Con un supremo esfuerzo de voluntad, Iurasov se
impone a sí mismo calma y, girando la vista lentamente, se encarama al techo
del coche. Trepa por la estrecha pasarela de hierro que cierra la entrada y,
encogiéndose, tiende los brazos hacia arriba; por un momento queda colgando sobre
el vagón, vivo y maligno vacío, con las piernas zarandeadas por el frío viento.

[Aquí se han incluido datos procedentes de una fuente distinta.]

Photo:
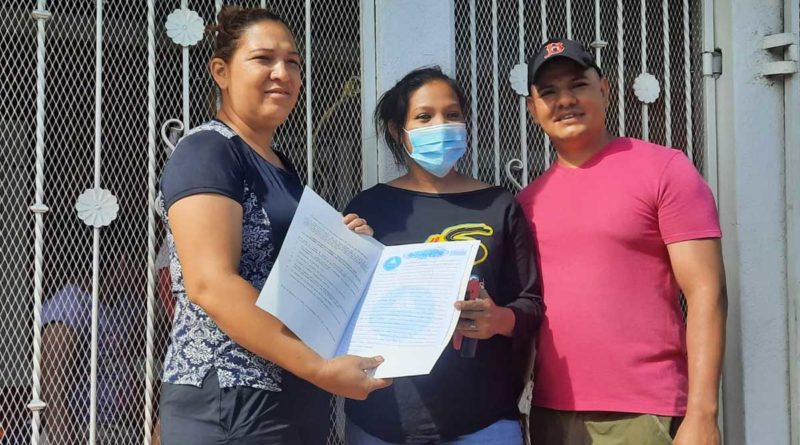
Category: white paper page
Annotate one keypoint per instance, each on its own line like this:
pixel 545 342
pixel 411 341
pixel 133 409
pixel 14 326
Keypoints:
pixel 320 275
pixel 407 315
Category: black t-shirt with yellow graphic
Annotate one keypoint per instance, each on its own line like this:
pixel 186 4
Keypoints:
pixel 460 396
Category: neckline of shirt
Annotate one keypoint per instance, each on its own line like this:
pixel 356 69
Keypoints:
pixel 439 195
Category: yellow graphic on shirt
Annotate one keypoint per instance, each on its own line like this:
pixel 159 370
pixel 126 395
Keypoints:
pixel 464 232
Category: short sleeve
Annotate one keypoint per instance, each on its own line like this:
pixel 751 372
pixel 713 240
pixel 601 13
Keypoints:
pixel 686 207
pixel 70 305
pixel 203 162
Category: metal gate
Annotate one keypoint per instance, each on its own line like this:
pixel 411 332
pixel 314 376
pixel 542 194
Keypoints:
pixel 95 93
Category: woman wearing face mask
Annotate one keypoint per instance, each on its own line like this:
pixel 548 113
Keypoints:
pixel 463 400
pixel 233 373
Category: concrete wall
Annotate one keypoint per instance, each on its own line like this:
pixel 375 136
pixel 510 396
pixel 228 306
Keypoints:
pixel 753 212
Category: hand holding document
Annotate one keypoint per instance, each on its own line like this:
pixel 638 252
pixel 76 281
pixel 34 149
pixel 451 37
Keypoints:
pixel 345 293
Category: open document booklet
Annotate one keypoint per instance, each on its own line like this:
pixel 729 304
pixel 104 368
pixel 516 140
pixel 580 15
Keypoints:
pixel 345 293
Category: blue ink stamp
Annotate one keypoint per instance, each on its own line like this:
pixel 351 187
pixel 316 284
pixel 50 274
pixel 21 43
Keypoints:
pixel 427 253
pixel 391 263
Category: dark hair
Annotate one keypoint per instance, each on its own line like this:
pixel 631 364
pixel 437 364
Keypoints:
pixel 232 22
pixel 390 114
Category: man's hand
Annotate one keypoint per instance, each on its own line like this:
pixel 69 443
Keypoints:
pixel 347 376
pixel 698 430
pixel 358 225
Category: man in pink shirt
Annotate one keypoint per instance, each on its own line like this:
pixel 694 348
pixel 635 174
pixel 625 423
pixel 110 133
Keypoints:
pixel 622 226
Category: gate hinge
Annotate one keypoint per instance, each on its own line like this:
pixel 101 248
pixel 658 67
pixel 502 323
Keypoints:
pixel 712 63
pixel 787 44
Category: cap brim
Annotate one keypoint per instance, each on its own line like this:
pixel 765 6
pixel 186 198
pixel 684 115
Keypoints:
pixel 544 63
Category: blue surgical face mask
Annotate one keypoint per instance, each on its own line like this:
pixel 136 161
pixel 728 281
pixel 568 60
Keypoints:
pixel 437 148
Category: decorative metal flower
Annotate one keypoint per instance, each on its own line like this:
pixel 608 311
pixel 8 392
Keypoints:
pixel 185 27
pixel 519 79
pixel 647 88
pixel 97 207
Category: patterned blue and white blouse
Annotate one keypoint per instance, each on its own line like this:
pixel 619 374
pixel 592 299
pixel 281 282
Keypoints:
pixel 213 159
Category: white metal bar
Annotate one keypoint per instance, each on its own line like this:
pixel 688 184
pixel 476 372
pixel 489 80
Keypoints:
pixel 186 80
pixel 687 83
pixel 543 8
pixel 369 95
pixel 667 75
pixel 598 55
pixel 710 121
pixel 38 208
pixel 496 94
pixel 620 69
pixel 645 107
pixel 98 125
pixel 791 17
pixel 151 220
pixel 186 101
pixel 523 117
pixel 309 96
pixel 473 84
pixel 569 18
pixel 546 139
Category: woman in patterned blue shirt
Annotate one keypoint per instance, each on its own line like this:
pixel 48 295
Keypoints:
pixel 233 373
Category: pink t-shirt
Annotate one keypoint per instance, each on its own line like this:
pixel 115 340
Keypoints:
pixel 613 337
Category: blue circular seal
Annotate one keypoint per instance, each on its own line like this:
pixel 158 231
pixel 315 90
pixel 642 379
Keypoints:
pixel 391 263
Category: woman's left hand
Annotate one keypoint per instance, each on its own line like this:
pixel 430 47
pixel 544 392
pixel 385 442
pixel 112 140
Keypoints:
pixel 483 319
pixel 358 225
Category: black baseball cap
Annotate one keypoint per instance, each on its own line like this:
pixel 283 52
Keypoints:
pixel 559 48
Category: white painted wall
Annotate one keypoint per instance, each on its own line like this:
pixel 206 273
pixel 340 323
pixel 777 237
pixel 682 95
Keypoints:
pixel 753 212
pixel 410 34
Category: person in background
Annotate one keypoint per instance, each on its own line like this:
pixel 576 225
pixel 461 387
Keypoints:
pixel 66 358
pixel 463 400
pixel 622 226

Resbalan sus manos en el férreo techo, se agarran al borde, y éste se dobla
cual si fuera de papel; sus pies buscan cuidadosamente un sostén y sus botines
amarillos, firmes como de madera, pugnan desesperados en torno al liso e
igualmente firme poste. Por un momento, Iurasov tiene la sensación de que se va
a caer a la vía. Pero
ya en el aire, arqueando el cuerpo como un gato, cambia la dirección y consigue
caer sobre la
plataforma. Siente un fuerte dolor en las rodillas, cual si
le hubieran dado un golpe con algo, y percibe el chasquido de la tela que se
rasga. Se le ha enganchado y roto el paleto. Sin preocuparse del dolor, Iurasov
se palpa el desgarrón, como si fuese lo más importante, mueve tristemente la
cabeza y se muerde los labios...
Tras su infructuosa tentativa, desfallece y le
entran ganas de tirarse al suelo, de llorar, de decir: «Cójanme si quieren». Ya
está escogiendo el sitio donde ha de tenderse, cuando vuelven a su memoria
aquellos coches y aquellos pies entrelazados y oye claramente los pasos de los
hombres de los farolillos. Otra vez hace presa en su ánimo aquel absurdo y
bestial pánico y se lanza a la otra plataforma como una pelota, de un extremo
al otro.
Otra vez pugna, repitiendo inconscientemente su
intento, por encaramarse al techo del vagón, cuando un clamor bronco, un ancho
bostezo, entre silbido y grito, hiere sus oídos y apaga su conciencia. Es el
silbido de la locomotora saludando a otro tren que pasa; pero Iurasov siente
algo infinitamente espantoso, supremo en su terror, irrevocable. Como si el
mundo lo rechazase y con todas sus voces lanzase un bronco clamor de:
«¡Bravo!».
Y cuando de la sombra que se acerca, surge el fragor
creciente de la réplica, cada vez más próximo, y sobre los carriles de la
lustrosa vía se extiende el insinuante silbido del tren correo, Iurasov suelta
la barra de hierro en que se apoya y de un salto se lanza al vacío, allí donde
al alcance de la mano serpentean los iluminados carriles. Se lastima
dolorosamente los dientes, se revuelca varias veces y, cuando alza la cara, con
los bigotes encrespados y la boca desdentada, ve cernirse sobre él tres
farolillos, tres vagas lucecillas tras cristales convexos.
No llega a comprender lo que significan.